Parochial Appointments:
This is a very sensitive issue that one of our credible elders Professor Ben Nwabueze dealt with in an interview well treated last weekend. The good old man had noted that at the core of why agitations for Biafra and Niger Delta nations had been remarkable is the way the president had been handling appointments that seem to have excluded the old Eastern Region (now South East and South South. Recall that a recent newspaper editorial on “Buhari’s parochial appointments” contextualized this as an act of corruption. People in the South West too are just dangerously quiet about this alleged parochialism.
APC’s Passiveness:
People are afraid too that there is a gulf already between the promise of change and the change we the people are witnessing.

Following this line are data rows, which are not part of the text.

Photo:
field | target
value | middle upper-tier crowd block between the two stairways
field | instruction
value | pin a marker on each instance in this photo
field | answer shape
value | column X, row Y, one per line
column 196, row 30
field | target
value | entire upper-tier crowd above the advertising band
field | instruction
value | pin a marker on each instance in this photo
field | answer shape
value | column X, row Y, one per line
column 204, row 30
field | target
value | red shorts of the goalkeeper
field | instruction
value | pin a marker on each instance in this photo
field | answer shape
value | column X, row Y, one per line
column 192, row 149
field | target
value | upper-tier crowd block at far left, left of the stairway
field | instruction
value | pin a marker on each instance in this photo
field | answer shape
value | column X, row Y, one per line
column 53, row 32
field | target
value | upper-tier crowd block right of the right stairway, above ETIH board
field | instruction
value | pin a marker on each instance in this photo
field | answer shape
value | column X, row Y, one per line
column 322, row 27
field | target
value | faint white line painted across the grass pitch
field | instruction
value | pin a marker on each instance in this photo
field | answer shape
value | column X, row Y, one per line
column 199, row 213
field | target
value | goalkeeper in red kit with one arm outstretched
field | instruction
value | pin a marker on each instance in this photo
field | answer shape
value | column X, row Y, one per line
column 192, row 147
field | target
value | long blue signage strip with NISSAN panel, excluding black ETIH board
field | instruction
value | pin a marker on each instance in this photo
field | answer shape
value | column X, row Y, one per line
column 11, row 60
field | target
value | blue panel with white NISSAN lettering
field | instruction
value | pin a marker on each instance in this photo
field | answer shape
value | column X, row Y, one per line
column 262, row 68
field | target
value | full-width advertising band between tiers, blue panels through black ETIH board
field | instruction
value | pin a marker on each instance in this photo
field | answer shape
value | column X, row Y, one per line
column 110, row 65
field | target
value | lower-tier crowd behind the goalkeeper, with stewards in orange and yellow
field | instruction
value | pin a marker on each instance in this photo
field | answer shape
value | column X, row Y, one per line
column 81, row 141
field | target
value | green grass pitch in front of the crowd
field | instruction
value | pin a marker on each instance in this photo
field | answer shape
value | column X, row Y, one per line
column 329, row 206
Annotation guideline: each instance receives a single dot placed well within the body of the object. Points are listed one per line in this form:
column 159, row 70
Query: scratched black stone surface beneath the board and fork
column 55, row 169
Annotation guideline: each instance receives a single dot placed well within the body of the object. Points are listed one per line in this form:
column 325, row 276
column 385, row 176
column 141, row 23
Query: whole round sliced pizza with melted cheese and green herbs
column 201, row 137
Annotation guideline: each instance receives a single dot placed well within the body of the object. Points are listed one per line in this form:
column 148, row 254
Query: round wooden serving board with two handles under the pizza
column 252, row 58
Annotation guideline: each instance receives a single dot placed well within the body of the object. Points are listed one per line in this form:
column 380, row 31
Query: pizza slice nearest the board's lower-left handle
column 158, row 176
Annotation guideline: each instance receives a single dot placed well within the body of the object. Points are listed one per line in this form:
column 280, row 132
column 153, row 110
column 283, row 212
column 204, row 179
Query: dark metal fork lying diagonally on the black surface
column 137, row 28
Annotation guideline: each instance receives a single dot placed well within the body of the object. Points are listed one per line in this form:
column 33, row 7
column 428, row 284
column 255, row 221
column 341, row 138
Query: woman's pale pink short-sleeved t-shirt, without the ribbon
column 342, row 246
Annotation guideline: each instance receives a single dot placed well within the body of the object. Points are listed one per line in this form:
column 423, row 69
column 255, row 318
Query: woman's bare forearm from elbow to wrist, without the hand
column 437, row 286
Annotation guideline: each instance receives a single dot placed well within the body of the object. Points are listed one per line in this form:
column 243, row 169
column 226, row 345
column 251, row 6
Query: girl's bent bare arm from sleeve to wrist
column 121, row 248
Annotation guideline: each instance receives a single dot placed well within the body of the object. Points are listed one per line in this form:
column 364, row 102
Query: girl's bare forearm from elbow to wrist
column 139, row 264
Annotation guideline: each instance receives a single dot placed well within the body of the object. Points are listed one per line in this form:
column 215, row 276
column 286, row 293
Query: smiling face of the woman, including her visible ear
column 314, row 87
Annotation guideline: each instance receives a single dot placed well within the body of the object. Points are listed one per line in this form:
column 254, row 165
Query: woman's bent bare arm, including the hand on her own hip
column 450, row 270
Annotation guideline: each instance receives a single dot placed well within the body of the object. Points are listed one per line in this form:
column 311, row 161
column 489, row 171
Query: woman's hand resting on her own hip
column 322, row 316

Some may say it is part of democracy but the fact that the National Assembly has been so paralysed to the extent that the two presiding officers, the President of the Senate and the Speaker of the House of Representatives are facing too many corruption charges and they are there is unconscionable. The governing Party, APC owns them and they have majority in both Chambers. Whatever happened to the leadership and management of the Party speaks volumes to the nature of the ruling party we have now. It is high time the APC leaders stopped blaming the Party they defeated since March 2015. This is part of the burden of the President he should discharge now. Nigeria’s National Assembly dominated by people from this (president’s) Party has been paralysed by allegations of graft and poor politics. Sadly, the legislature is the most important arm in a democracy. The physician called the APC, heal thyself today!